Los miembros del grupo estaban vestidos bien, como para trabajar, excepto que no tenían trabajo que hacer. Se llamaron a sí mismos “federales despedidos”, reclamando un peyorativo que generalmente se ha utilizado para describir a los agentes del FBI. La protesta no fue parte de la agenda del día. En los carteles, escribieron mensajes de agradecimiento a los senadores republicanos y demócratas que apoyaron su causa.
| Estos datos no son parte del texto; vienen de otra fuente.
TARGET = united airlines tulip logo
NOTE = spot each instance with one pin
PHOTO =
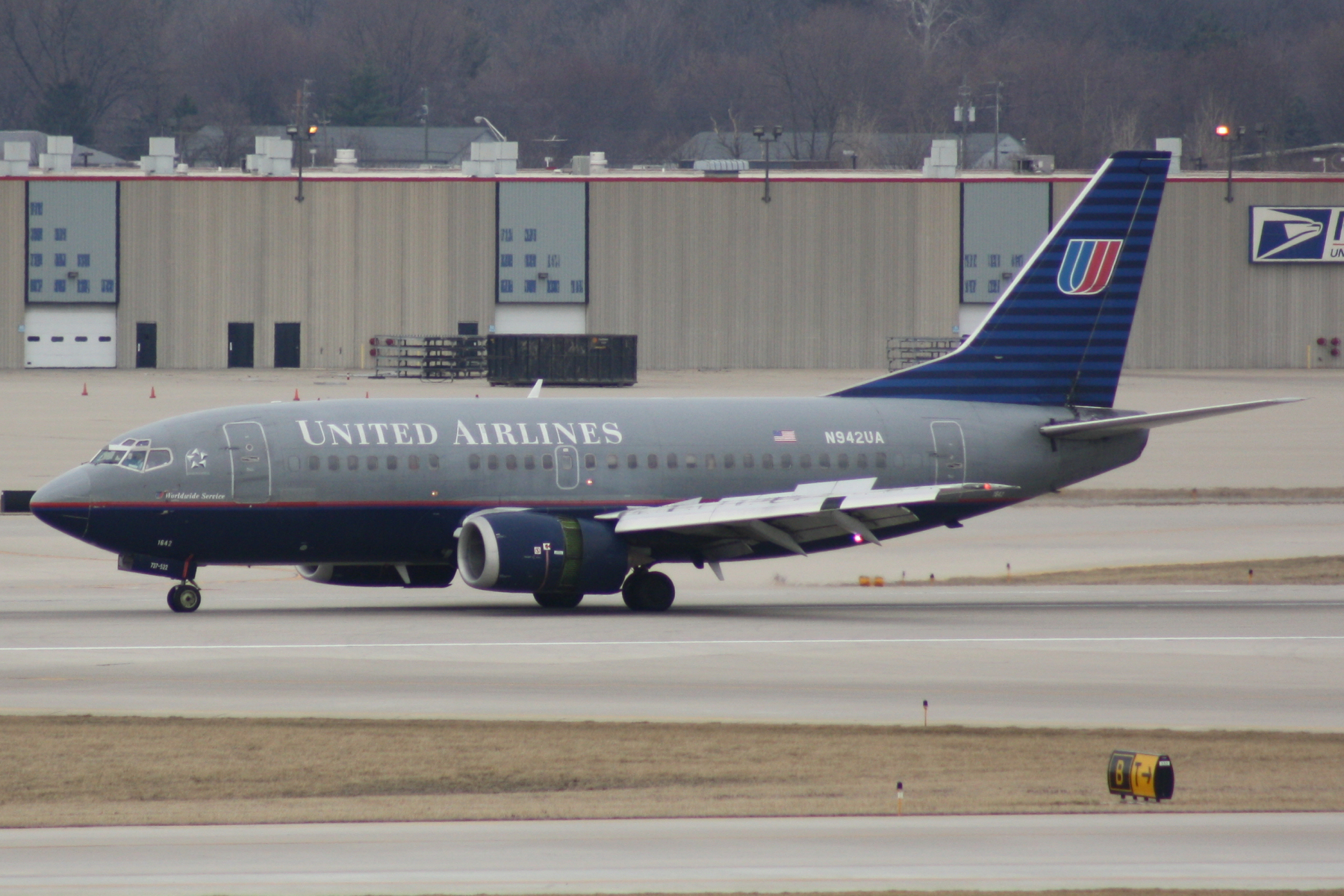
(1088, 267)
Habían pasado las últimas dieciséis semanas teniendo conferencias de prensa e instando a los legisladores a evitar el arrastre de las agencias federales; También ejecutaron una cuenta de Instagram, @fedsworkforyou, con el lema “Amplificando el trabajo que los empleados federales hacen y lo hicieron antes de que Trump/Musk los despidiera ilegalmente”.

Los federales bocaban en una caja de lo que se referían como “azúcar RFK”, también conocido como agujeros de donas. “La próxima semana, tendremos el tinte rojo No. 40”, dijo un organizador. Mack Schroeder, regular en las reuniones, había trabajado para el Departamento de Salud y Servicios Humanos de Robert F. Kennedy, Jr., Hasta que fue puesto en licencia administrativa en febrero y luego despidido. El 1 de abril, cuando diez mil de sus antiguos colegas recibieron avisos de terminación, Schroeder había enfrentado al senador de Indiana Jim Banks para preguntarle cómo los recortes podrían afectar a las personas con discapacidades. Banks respondió opinando sobre el despido de Schroeder. “Probablemente te lo mereciste”, el senador dicho. “Pareces un payaso”. Otros federales en el grupo provenían del Departamento de Educación y de la Agencia de los Estados Unidos para el Desarrollo Internacional, o USAID, que había sido una víctima temprana en la purga de la burocracia federal.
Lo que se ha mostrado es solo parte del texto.